As reported in today's Daily Dose, Pediatrics has published an article
(link is to abstract only) that estimates thousands of pediatric patients die each year due to medical error:
Thousands of children die unnecessarily in hospitals because of medical errors stemming from patient-safety lapses, and the extra cost of care for pediatric patients exposed to 20 types of safety problems exceeds $1 billion annually, according to a study in the June Pediatrics. The study confirmed that medical errors are a significant problem for children as well as adults, and it identified the very young and the very poor as more vulnerable than children in general. Researchers from the department of pediatrics at Johns Hopkins University, Baltimore, said the figures on patient deaths were conservative. The methods used to identify 4,483 unnecessary deaths from an analysis of 5.7 million records in 2000 "can detect only a small portion of the types of patient safety events that actually happen in hospitals," according to the article.
More than 51,000 cases of medical error were discovered, and four of the 20 types of treatment failure occurred at a rate exceeding 100 per 10,000 discharges. Those were failure to rescue a patient suffering from a threatening event, postoperative sepsis, and obstetric trauma with and without the use of instrumentation. The study also recorded the financial cost of each of the 20 types of treatment failure. For example, each case of sepsis resulted in an average of 26 extra hospital days and $118,000 in extra charges.

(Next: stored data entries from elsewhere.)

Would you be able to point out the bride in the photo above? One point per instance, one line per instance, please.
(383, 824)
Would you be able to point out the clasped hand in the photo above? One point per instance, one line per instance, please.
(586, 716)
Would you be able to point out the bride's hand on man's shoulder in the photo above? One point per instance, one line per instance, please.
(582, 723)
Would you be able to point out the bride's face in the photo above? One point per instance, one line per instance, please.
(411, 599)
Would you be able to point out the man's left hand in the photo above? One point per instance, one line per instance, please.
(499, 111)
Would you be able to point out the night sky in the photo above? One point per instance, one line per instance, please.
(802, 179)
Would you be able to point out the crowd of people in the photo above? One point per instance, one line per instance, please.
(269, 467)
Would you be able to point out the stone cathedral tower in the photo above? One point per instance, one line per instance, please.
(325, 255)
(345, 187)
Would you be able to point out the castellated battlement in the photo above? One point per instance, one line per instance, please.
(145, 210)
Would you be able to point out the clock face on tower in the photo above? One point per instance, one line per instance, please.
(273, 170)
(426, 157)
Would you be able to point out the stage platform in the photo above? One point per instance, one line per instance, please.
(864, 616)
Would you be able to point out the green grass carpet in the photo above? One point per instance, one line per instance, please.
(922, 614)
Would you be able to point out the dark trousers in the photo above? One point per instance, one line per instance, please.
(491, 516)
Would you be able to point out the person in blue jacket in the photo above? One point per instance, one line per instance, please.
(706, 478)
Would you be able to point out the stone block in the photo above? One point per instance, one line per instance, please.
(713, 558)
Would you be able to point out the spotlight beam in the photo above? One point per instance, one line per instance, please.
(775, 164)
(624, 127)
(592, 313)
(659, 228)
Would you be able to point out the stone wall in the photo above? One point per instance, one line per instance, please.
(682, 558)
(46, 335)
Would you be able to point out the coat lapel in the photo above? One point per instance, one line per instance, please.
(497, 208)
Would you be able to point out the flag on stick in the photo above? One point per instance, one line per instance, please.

The abstract concludes: "Patient safety problems for hospitalized children occur frequently and with substantial impacts to our health care industry. Unmeasurable by this study are the additional "costs" and "burdens" of safety events that our patients are forced to handle. Additional work to describe and quantify better these outcomes in addition to ones measured here can help solidify the "business case" for patient safety efforts."